Si nos detenemos en el largo y barroco título de su cuento, comprobamos su carácter perifrásico: en efecto, «Un señor muy viejo con unas alas enormes»8 evita cuidadosamente cualquier mención a los ángeles (exclusivo grupo cuya membresía excluye, entre otros, a las mujeres, a los negros, y a los ancianos). Lo mismo podríamos decir de los dos primeros párrafos: el efecto sorpresa hermana las tribulaciones de Elisenda y Pelayo con las del lector al sospechar que ese viejo con alas tirado en el patio sea un ángel. ¿Por qué «cae» el ángel de García Márquez? Aquí la respuesta es más complicada y está comprometida con las especulaciones de los personajes, uno de los cuales sostiene que venía por el niño, pero como el pobre estaba tan viejo lo tumbó la lluvia (12).
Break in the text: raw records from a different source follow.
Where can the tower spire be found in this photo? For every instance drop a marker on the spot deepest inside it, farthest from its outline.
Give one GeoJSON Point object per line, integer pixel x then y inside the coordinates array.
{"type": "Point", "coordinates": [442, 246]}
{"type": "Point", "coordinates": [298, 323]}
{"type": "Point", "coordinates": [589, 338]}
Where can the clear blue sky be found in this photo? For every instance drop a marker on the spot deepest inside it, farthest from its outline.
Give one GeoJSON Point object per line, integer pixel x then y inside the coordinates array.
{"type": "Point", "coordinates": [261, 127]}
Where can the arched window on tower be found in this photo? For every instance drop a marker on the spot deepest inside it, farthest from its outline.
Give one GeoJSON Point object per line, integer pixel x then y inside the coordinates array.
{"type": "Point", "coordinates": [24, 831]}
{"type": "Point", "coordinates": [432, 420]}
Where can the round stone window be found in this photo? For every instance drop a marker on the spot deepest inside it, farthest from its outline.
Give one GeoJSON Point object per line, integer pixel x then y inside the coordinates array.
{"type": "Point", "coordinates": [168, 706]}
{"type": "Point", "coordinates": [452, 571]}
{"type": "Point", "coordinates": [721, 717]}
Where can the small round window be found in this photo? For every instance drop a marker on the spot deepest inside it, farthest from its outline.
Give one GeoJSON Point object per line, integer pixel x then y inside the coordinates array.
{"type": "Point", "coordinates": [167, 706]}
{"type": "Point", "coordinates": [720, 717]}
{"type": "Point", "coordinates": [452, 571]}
Como se ve, la única transgresión de este ángel es su senilidad, del mismo modo que la única transgresión del ángel de Nervo es su infancia: si el primero cae por los achaques propios de la vejez, el segundo cae por las travesuras propias de su naturaleza infantil.

El ángel, pues, ha envejecido de un cuento a otro, y si en uno puede efectivamente llevarse a los niños (lo que, bien mirado podría entenderse como un hurto gravísimo), en el otro las únicas fuerzas posibles serán dedicadas a levantar su propio cuerpo. El hecho de someter a los ángeles a las vicisitudes del deterioro físico supone un atentado contra su imagen popular, pero es precisamente gracias a ese atentado que pueden introducirse como personajes de interés en la literatura contemporánea. Además ambos cuentos, si bien están destinados a un lector adulto, presuponen en distinta medida un lector infantil. En el de Nervo la intencionalidad se transparenta en la dedicatoria («Cuento de navidad dedicado a mi sobrina María de los Ángeles»), lo que explica el tono a la vez sencillo y austero de la narración, cuyo formulismo introductorio («Érase un ángel...») delata su posible adscripción al género maravilloso y, más concretamente, al cuento de hadas. Descontando el hecho de que «Un señor muy viejo...» haya resultado favorecido muchas veces por las antologías del cuento infantil hispanoamericano, la nota editorial de la contraportada nos informa que la mayoría de los relatos de La increíble y triste historia... partieron de «un proyecto de libro de cuentos para niños que no llegó a cuajar». Que no llegue a cuajar no significa necesariamente que haya perdido su sustrato infantil. No por lo menos en el relato que nos interesa.




3

El cuento «El ángel caído» está narrado en tercera persona por un narrador heterodiegético y omnisciente que goza de ese carácter conversacional que celebraran Anderson Imbert y Manuel Durán9. La historia es muy sencilla: un ángel que retoza en una nube cae a tierra y se estropea un ala. Un niño lo encuentra y se lo lleva a su casa, donde vive con su madre y su hermana María (en quien adivinamos la ficcionalización de la sobrina de Nervo, quien lleva el mismo nombre). El ángel se cura y se hace amigo de los niños con quienes juega y se divierte. Cuando está plenamente restablecido el ángel les comunica que tiene que partir, que lo reclaman del cielo. Los niños pretenden impedirlo, pero luego de deliberar deciden que el ángel se los lleve y que luego retorne por su madre.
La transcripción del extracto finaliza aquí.